The euro, which had ventured as high as 1.1214 (an all-time high), ended the day down -0.5% at 1.1125.
The yen fell back -1.15% to 144.85, the pound -0.7% to 1.3317 and the Swiss franc -0.9% to 0.8508.
The Yen and Swiss Franc were the weakest currencies, with the Euro recovering 0.4% against the Swiss currency.

Why is the Dollar recovering like this?

The answer is not to be found in the 'figures of the day': sales of new homes in the USA contracted by 4.7% in August, according to the Commerce Department (after a somewhat 'bizarre' jump of +10.4% in July), to 716,000 annualized and seasonally adjusted.

The median price of new homes sold was $420,600, and their average price was $492.700: these are new absolute records linked to the shortage of homes for sale (nobody would trade a loan at 4% for a new loan at 6.20%, national average as at 24/09/2024).
At 467,000, the stock of new homes ready for sale represents a 7.8-month supply at the current rate of flow.

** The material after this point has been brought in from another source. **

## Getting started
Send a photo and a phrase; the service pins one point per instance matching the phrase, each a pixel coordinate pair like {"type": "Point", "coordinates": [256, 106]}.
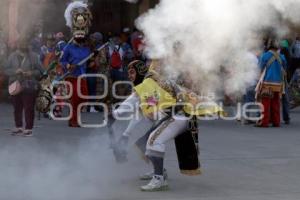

Nor is it clear that it has benefited from the OECD's revised forecasts for 2024 and 2025: growth in Europe is expected to be 0.7% in 2024, but will recover by only 1.3% in 2025, compared with +1.5% previously.

In the United States, GDP growth is set to slow, but to benefit from the easing of monetary policy now underway, with growth expected to reach 2.6% in 2024, then 1.6% in 2025 (instead of +1.8%).

In China, growth is set to dip to 4.9% this year, then plateau at 4.5% in 2025, as stimulus measures fail to offset sluggish consumer demand and the massive correction in the property market.
The Yuan, which had not reacted spectacularly to the PBOC's stimulus plan (+0.3% to 7.0300/$), stabilized at around 7.0300 (or 0.1420).
This stability contrasts with the boom in Chinese stock market indices.

On Friday, Forex traders will be keeping a close eye on the publication of the US Consumer Price Index (CPI), the Fed's preferred gauge of inflation.